The initial stages of infection of L(MCN) cell populations with standard Newcastle disease virus (NDVST) were analyzed in an effort to elucidate the steps leading to survival of the cultures and to the indefinite persistence of the infectious process at a low level. Cells were exposed in suspension to NDV at varying multiplicities and the monolayer cultures derived from such cells assayed at intervals for cellular growth rates, percentage of infected cells as determined by immunofluorescence, yields of viral progeny and of interferon, and, on occasion, resistance to superinfection with vesicular stomatitis virus.
The percentage of cells calculated to be initially infected on the basis of adsorption data was found to match closely the percentage of immunofluorescent cells resulting from the first infectious cycle (up to 24 hours). Cells initially infected with NDVST produced a mixed progeny of infectious virus (from 15 to 40 pfu/cell) and about 10 times as many non-infectious particles in 24 hours [NDVL(MCN)], but little or no interferon. If all cells were infected the cultures ultimately died. At multiplicities of infection (m) of 2 or less the cultures survived with increasing ease as the percentage of infected cells was reduced.

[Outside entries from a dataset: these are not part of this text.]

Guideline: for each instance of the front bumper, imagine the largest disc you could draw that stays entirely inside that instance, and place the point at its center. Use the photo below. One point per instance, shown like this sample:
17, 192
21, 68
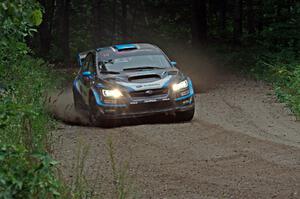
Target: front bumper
147, 108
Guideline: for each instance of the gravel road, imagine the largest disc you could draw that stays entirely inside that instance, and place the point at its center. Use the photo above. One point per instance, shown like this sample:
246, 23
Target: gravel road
240, 144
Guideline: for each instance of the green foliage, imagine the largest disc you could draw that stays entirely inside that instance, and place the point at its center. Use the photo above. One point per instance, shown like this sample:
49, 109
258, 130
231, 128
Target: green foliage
284, 72
26, 171
26, 175
18, 17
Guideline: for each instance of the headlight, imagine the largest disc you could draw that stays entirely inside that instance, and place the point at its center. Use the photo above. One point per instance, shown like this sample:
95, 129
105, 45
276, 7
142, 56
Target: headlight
115, 93
180, 85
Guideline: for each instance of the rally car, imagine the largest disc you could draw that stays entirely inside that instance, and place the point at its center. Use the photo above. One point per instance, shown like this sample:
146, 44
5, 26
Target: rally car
129, 81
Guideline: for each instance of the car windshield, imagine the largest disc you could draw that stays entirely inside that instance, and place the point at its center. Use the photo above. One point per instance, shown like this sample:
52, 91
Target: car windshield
136, 63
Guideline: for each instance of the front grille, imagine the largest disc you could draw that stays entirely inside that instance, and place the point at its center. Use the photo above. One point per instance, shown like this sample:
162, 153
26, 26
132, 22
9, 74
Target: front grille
150, 106
149, 93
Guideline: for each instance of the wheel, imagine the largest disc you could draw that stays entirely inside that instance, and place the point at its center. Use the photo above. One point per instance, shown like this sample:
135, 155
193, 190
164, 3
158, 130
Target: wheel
95, 116
185, 116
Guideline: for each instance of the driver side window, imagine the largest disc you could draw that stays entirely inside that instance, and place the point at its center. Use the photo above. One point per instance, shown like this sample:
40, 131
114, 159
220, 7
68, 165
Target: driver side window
91, 64
85, 64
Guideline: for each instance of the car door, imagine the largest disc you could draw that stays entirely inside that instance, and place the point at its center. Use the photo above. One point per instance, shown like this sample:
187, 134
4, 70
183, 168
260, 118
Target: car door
85, 81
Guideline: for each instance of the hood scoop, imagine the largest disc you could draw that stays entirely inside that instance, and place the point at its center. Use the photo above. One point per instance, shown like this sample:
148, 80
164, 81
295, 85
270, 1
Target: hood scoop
144, 78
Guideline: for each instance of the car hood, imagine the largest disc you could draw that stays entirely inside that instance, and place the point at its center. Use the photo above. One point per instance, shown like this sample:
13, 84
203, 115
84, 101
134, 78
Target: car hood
142, 80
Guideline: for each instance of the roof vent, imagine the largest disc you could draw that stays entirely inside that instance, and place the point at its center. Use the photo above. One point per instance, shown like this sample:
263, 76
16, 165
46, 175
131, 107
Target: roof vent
123, 47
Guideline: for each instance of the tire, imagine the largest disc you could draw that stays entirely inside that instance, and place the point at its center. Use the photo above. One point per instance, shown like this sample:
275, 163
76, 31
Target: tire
95, 116
185, 116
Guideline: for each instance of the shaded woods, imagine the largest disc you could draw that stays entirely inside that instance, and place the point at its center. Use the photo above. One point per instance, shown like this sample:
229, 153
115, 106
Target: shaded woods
255, 37
260, 38
70, 26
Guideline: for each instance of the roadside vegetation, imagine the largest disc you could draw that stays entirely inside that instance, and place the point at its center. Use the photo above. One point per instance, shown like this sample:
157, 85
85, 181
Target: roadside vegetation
259, 38
26, 169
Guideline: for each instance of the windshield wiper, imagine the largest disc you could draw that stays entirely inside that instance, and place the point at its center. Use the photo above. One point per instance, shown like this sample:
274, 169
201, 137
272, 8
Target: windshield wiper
142, 68
109, 72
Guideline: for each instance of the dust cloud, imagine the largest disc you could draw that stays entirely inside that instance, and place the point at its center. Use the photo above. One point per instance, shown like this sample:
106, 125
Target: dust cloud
194, 63
60, 105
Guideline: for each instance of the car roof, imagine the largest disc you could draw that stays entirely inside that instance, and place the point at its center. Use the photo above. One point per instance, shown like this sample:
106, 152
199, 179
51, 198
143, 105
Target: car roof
126, 50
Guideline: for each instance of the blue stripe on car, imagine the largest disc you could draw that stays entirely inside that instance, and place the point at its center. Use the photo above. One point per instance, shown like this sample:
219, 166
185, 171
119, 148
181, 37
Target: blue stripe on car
125, 47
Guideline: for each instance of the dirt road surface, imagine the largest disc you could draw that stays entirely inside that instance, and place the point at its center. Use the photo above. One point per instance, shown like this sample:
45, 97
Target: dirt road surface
241, 143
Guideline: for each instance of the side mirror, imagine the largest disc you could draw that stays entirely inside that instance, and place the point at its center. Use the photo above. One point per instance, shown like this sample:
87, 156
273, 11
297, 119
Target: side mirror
174, 63
86, 74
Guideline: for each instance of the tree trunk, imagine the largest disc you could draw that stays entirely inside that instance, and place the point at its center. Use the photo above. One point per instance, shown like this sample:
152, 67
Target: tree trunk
250, 17
97, 26
238, 21
199, 22
45, 29
114, 21
65, 31
223, 17
124, 20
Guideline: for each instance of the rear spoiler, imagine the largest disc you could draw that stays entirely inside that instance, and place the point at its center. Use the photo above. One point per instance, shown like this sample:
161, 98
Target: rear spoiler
81, 57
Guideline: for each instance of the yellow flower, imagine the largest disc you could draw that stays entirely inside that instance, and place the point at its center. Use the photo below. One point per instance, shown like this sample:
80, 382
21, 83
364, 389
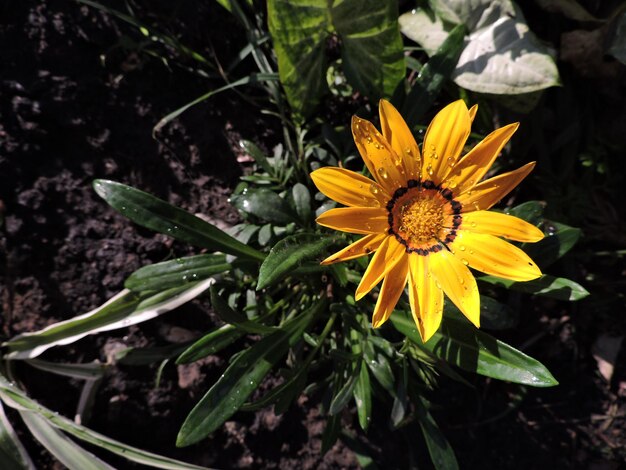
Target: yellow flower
425, 215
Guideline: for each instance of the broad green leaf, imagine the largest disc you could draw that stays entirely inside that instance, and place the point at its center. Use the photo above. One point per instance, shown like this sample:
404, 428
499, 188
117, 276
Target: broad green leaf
64, 449
265, 205
473, 350
368, 35
546, 286
13, 455
560, 238
177, 272
212, 342
505, 58
371, 51
121, 311
363, 397
289, 253
440, 450
160, 216
241, 378
302, 202
236, 319
432, 77
16, 398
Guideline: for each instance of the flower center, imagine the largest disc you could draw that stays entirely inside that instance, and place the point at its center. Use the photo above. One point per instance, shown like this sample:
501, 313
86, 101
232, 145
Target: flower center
423, 217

The number of pfu per infected cell was of the above order during the first 3 days; it declined thereafter. Limited secondary spread of the infection was noted by 48 hours and no further cycling was noted thereafter. As m decreased from 2.0 to 0.1 there was an increase in the yields of interferon and the time at which peak titers were reached. Addition of anti-NDV serum 2 hours after infection prevented measurable production of interferon. In contrast, following exposure of cells to NDVL(MCN) at multiplicities ranging from 20.0 to 0.2 (based on infectious virus) all cultures survived, no secondary spread was noted, the number of pfu per infected cells was reduced at the higher multiplicities, and the yields of interferon were similar and maximal by 24 hours and not affected by anti-NDV serum added after an adsorption period of 2 hours.
It is concluded that the non-infectious virus particles in the progeny released from NDVST-infected cells induce resistance in remaining cells or, if adsorbed simultaneously with infectious virus, abort the intracellular infectious process. In both instances interferon is produced which may then render additional cells resistant.

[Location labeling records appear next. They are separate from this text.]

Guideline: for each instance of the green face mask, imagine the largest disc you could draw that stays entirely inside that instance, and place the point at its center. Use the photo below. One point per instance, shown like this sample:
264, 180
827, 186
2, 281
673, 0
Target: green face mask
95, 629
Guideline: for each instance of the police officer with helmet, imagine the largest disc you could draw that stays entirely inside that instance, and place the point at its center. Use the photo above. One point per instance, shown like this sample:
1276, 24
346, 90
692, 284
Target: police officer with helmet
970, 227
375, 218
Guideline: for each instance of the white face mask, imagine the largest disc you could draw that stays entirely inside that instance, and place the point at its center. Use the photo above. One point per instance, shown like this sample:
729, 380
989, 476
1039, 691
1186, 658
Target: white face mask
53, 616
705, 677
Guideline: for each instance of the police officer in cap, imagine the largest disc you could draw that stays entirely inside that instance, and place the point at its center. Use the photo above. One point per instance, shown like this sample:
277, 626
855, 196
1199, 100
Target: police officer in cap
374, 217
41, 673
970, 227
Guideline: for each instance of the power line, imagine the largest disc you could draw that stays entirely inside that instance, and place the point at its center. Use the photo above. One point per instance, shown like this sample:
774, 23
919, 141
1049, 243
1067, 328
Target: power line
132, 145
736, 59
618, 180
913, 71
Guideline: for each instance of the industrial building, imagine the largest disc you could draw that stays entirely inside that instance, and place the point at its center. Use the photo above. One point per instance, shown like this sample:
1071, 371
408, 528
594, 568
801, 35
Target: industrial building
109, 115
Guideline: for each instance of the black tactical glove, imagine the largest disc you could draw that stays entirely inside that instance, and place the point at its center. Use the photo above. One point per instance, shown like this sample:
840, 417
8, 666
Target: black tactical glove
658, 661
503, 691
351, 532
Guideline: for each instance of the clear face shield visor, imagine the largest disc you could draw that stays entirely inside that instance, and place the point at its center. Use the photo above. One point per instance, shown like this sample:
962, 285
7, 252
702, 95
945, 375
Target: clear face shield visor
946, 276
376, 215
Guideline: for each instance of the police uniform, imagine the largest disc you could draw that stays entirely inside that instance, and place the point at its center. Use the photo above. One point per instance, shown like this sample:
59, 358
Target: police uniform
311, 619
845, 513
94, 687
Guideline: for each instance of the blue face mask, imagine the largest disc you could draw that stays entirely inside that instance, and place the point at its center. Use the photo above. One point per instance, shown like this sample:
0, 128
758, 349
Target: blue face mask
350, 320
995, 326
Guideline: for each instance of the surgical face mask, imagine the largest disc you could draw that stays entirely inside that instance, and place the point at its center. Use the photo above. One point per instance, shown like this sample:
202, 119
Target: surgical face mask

The non-infectious component is considered an incomplete or defective product of viral replication and not merely thermally inactivated virus. NDVST partially or completely inactivated at 37°C induced neither cellular resistance nor synthesis of interferon. The incomplete viral component behaved in all respects like ultraviolet-inactivated NDVST except that it was significantly more efficient in inducing interferon synthesis.
On the basis of the presented data a scheme has been devised and discussed which appears to explain satisfactorily the events which take place on initial infection of L(MCN) cells with NDV and which lead to the persistence of the infectious process.